Dilema Keluarga: Autopsi vs Ketegaran Emosional
Meskipun memiliki bukti kronologis yang kuat, TAPAK mengungkapkan dilema besar yang kini dihadapi keluarga korban. Keluarga hingga kini belum memutuskan untuk membawa kasus ini ke ranah hukum pidana. Alasannya sangat manusiawi dan mengharukan.
Proses hukum, seperti yang diketahui, akan berujung pada autopsi untuk menentukan penyebab pasti kematian. Inilah poin yang sangat berat secara emosional bagi keluarga yang sedang berduka.
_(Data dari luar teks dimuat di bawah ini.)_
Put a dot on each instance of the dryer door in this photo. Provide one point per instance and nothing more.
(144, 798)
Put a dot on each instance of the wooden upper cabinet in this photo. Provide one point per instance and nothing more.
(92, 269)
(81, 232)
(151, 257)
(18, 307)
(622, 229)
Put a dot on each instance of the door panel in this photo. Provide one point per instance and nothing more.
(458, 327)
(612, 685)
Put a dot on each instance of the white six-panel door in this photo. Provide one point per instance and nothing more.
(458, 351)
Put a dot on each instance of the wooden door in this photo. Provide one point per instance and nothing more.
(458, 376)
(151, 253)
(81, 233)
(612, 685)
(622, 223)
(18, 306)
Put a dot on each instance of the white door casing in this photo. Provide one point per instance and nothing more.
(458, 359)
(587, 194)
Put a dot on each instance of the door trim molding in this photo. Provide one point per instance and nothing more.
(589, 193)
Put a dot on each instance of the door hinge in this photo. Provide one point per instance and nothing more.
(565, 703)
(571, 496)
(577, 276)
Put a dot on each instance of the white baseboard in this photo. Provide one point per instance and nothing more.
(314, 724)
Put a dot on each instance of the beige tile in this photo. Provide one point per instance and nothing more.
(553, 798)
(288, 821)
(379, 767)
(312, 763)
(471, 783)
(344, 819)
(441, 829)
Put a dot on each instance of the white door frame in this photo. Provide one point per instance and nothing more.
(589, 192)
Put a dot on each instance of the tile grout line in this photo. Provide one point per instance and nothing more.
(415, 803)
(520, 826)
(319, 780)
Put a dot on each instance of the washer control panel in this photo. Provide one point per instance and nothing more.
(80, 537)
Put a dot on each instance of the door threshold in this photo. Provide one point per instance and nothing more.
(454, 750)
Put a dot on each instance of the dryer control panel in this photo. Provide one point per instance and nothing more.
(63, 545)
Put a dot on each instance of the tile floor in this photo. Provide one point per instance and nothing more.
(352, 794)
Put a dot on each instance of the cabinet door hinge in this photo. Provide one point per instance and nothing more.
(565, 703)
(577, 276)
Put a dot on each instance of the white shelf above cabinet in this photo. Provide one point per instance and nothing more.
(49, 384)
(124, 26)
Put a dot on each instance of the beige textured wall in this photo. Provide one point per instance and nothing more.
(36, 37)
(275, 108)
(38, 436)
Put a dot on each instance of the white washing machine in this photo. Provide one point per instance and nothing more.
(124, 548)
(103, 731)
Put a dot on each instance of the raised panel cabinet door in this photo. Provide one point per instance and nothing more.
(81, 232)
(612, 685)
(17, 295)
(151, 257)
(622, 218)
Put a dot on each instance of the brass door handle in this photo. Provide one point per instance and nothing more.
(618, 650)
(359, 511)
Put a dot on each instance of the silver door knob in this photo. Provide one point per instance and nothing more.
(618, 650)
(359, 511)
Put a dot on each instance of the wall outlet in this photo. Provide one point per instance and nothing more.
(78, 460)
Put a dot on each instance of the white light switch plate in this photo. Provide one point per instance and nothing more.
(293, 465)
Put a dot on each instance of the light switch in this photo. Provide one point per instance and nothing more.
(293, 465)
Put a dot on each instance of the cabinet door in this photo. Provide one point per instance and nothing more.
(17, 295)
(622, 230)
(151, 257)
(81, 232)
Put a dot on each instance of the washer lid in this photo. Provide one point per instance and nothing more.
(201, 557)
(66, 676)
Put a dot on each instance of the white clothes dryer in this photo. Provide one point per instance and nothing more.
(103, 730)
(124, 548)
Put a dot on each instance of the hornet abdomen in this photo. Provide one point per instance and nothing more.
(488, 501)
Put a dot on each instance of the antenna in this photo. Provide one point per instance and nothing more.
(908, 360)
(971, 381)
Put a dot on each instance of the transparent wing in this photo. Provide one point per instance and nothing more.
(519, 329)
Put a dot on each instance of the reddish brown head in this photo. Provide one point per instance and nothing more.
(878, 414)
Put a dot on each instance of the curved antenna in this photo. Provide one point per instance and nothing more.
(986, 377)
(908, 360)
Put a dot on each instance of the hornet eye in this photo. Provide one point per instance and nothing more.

Mereka tidak tega harus membongkar makam anaknya dan melihat jasadnya diperiksa secara invasif.
“Jadi gini, terkait dengan upaya hukum, keluarga menyampaikan sejauh ini belum terpikir sampai ke sana. Karena mereka juga tahu kalau kita melakukan upaya hukum, maka prosesnya adalah autopsi. Mereka tidak tega kuburan anaknya dibongkar dan badannya mungkin dibelah, mereka tidak tega untuk itu,” kata Suroto, menjelaskan beban psikologis yang dialami orang tua.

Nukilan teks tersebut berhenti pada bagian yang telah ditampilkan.